Walking or driving through Lansing, you'd never notice the little side road that leads off to the left just a few blocks from Michigan's capitol building. It goes just a few thousand feet before cutting off on the edge of Lansing's river industrial complex. At the end of this road is where we found the RE Olds Transportation Museum, housed in an unassuming brick warehouse that once held the entire management of Oldsmobile. It now houses a large collection of some of the rarest GM cars, styling models, and forgotten sub-brands in existence. As we went inside the building, we were warmly greeted by the only staff member on hand, who asked us how our day was going and advised us to check out some of the engine displays, even though the exhibit that was to go along with them wasn't opening for a few months.
The first section of the museum showed a display of Ransom Eli Olds's personal life, with furniture and pianos from his home in Lansing, and started giving the history of his company.

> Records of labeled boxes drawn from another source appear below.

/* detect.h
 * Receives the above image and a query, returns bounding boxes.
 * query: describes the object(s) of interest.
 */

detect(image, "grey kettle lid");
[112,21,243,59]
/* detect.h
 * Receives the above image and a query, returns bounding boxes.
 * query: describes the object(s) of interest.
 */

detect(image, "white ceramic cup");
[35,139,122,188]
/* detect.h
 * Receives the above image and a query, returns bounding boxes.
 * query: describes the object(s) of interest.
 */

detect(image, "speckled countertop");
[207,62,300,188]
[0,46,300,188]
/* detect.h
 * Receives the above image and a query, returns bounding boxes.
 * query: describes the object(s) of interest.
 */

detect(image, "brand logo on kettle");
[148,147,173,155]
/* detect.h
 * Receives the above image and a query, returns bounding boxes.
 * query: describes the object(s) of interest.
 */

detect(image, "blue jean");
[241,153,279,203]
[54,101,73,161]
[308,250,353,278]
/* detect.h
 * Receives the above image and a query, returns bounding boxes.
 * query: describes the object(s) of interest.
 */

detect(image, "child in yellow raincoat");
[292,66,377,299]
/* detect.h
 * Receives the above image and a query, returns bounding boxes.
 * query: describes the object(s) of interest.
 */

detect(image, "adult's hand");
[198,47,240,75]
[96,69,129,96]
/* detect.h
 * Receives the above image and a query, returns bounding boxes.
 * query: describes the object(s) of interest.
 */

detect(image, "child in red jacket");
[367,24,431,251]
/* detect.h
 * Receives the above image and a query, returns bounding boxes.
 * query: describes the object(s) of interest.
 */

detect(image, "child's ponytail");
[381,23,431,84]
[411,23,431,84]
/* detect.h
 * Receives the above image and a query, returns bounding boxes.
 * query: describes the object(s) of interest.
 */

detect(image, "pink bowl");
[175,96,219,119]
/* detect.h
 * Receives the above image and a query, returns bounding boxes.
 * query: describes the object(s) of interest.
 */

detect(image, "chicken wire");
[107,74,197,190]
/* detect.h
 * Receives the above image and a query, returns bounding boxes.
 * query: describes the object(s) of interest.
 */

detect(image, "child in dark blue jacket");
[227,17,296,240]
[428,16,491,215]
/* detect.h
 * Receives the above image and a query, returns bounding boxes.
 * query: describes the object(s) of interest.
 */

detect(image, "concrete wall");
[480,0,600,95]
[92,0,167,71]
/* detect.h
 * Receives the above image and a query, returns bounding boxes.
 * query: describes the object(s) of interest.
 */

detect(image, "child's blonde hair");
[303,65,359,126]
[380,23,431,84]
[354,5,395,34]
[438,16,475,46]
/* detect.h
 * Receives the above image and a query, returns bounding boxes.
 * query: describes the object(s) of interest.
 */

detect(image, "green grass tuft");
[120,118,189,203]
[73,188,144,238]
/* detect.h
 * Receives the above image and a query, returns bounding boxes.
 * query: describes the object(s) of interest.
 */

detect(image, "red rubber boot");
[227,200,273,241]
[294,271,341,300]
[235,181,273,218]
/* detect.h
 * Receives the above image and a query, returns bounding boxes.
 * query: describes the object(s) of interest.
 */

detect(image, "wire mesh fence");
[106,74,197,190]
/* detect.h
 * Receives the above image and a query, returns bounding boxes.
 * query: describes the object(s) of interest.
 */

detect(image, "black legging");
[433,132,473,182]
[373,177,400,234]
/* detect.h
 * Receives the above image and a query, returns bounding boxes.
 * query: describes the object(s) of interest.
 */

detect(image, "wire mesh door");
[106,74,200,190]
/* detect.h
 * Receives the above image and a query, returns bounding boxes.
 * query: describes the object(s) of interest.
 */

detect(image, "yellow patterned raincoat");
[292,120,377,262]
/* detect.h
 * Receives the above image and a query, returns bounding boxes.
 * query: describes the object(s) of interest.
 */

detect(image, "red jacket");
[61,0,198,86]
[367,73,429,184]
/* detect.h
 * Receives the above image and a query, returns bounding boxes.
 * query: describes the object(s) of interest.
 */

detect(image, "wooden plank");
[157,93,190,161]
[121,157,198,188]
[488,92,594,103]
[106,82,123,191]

There were large industrial engines and other mechanical pieces that Olds engineered featured with pride in working order, and the aforementioned motors strewn about from various areas of Oldsmobile history. Though the exhibit hadn't been organized yet, it was easy to tell that some of the motors were skunkworks and auto show display pieces, with cutaways and unique parts that never made it to production models. As we turned a corner, the first few years of the RE Olds automobile company were laid out in front of us. The first fifteen years of Oldsmobile, starting with the Curved-Dash Runabout, were in a line along one wall, with a car for every three years or so. The display also included a prototype for a larger production model that was planned before a factory fire in 1901, which prompted the company's original move from Detroit to Lansing.
Turning another corner, the first of the two main showrooms presented itself, showcasing the first decades that Oldsmobile witnessed under their new owner, General Motors. As well as many Oldsmobile models of the time, there were many cars from GM sub-brands that are long-gone. Cars from GM brands Viking (shown below), Ranier, and Marquette graced the show floor in various conditions, making us remember that the General has killed 32 brands over the years, most of which are not remembered today. On the other side of the room, there were many relics form all over Lansing of the deceased company. Multiple RE Olds lawn mowers and snow blowers were on display, as well as the Famous Fisher Body carriage that stood in the lobby of the Fisher Body Plant for many, many years. There was a scale model of the full RE Olds production facility, complete with little model Curved-Dash Runabouts bravely trying to run laps at the dirt track post-production. Many of these little cars were strewn about the landscape, having apparently failed their production testing.
The next room held all the cards for those who like going fast. Walking in, we immediately spotted such cars as the famous Hurst Hairy Olds twin-engine production-body dragster. There was an Olds-powered Indy car hanging from the ceiling, and an Early-Fifties NASCAR Chevy sitting in a corner. There were late-model pace cars from Daytona, Indy and other tracks, as well as the original styling molds for both the GM Areotech land speed car and the Oldsmobile Toronado, a car that revolutionized the American auto industry. Other notable cars included one of the Few GM EV1 electric cars that weren't crushed, a prototype 80's 442 based on the Buick GNX and built by ASC, and numerous vintage Oldsmobile dealer and service signs. The museum is definitely worth a visit for any car person traveling in the Lansing area.